The last time she'd seen him, he was heading out of the city. Her father and his knights were preparing to head north to aid Southshore against the forsaken along with Prince Galen, and Llyr had been left to her own devices--Talgar's knowledge sought with regard to Sylvannas' tactics and methods.
Talad was in the courtyard, checking over his horse when she'd found him, and she had watched him for a short few moments before he finally turned and caught her there.
"So I guess you caught me," he offered with a smile, looking a little sad around the eyes.
"Trying to sneak off without saying goodbye again," she returned, grinning as she moved forward to give him a hug.
And he had obliged her, gathering her up in his arms and twirling her about--making her laugh, as he always did.

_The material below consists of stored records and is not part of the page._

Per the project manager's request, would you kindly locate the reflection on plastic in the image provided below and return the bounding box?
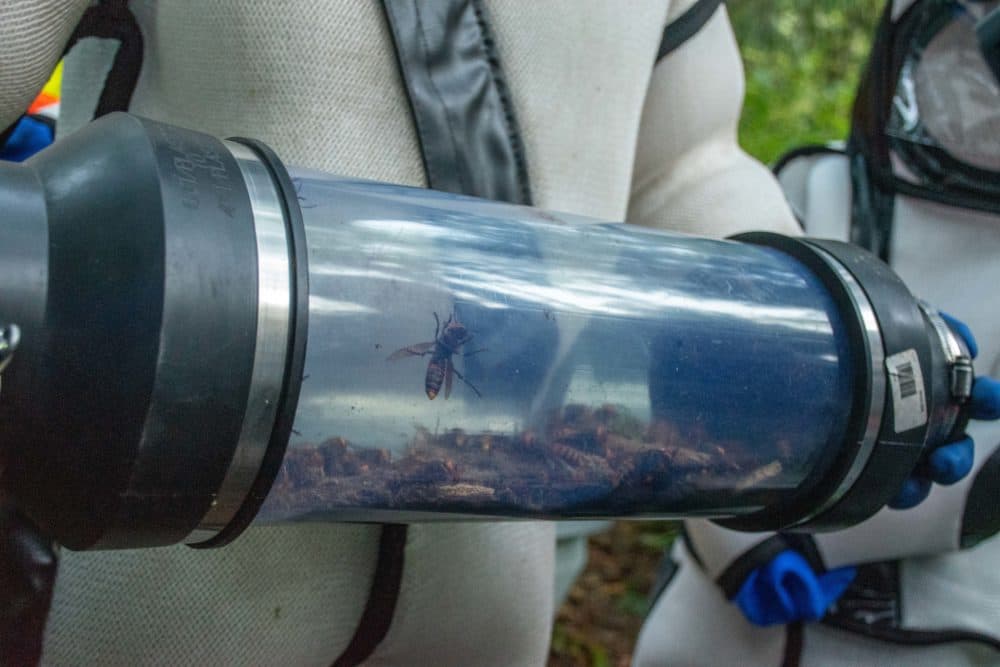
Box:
[258,172,851,521]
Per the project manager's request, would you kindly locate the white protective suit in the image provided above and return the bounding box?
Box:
[0,0,798,666]
[634,0,1000,667]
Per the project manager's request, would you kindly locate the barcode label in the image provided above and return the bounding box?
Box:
[885,348,927,433]
[897,362,917,398]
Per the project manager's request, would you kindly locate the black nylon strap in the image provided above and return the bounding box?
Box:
[382,0,531,204]
[333,524,407,667]
[656,0,724,62]
[333,0,531,667]
[781,621,805,667]
[63,0,143,118]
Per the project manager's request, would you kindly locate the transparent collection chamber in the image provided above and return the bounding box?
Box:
[257,174,852,522]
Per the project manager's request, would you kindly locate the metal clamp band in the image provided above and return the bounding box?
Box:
[920,301,973,403]
[919,301,974,441]
[0,324,21,396]
[186,141,291,543]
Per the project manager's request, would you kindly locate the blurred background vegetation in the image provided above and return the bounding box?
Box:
[727,0,883,163]
[549,0,883,667]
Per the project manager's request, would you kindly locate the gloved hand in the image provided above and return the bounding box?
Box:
[733,549,857,626]
[733,313,1000,626]
[889,313,1000,510]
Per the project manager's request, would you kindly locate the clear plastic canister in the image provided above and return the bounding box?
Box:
[256,169,854,522]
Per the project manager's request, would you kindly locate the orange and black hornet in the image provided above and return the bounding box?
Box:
[387,313,484,401]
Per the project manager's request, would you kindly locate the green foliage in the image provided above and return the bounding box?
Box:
[727,0,884,163]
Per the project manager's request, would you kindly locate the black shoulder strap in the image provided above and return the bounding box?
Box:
[382,0,531,204]
[63,0,143,118]
[333,0,531,667]
[656,0,724,62]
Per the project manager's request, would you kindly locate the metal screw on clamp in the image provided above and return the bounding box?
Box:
[0,324,21,396]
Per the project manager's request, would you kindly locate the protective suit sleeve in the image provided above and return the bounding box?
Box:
[627,2,800,237]
[0,0,89,132]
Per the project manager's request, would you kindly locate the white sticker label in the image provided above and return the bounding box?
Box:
[885,348,927,433]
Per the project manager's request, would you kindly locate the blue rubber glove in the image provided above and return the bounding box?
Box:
[0,115,55,162]
[889,313,1000,510]
[733,549,857,626]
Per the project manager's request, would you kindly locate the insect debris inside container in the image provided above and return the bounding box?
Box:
[261,405,804,520]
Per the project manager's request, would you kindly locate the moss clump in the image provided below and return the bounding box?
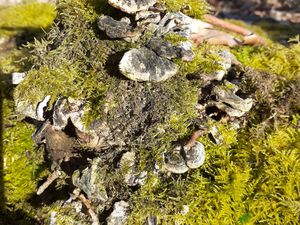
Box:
[128,117,300,224]
[176,43,222,75]
[232,35,300,79]
[164,33,187,45]
[160,0,208,19]
[0,3,56,36]
[2,99,46,210]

When he set her back down, he'd sighed, the smile slipping away from his face.
He turned back to his horse, checking it over one last time as he spoke, "I never have liked goodbyes, you know."
And there was something in his voice that was more serious this time--more final. "I know," she'd replied solemnly, not understanding then what she understood now: he wasn't ever coming back.
"But we'll see you again soon; won't we?" she had asked, that hopeful light coming to her face as it always did.
He hadn't looked back at her. "Soon enough," he'd replied.
She'd nodded and smiled, then, in that not understanding way. "Be safe, then."
And he'd looked back at her with that same sadness, a smile finding its way to his lips as he regarded her. "Always."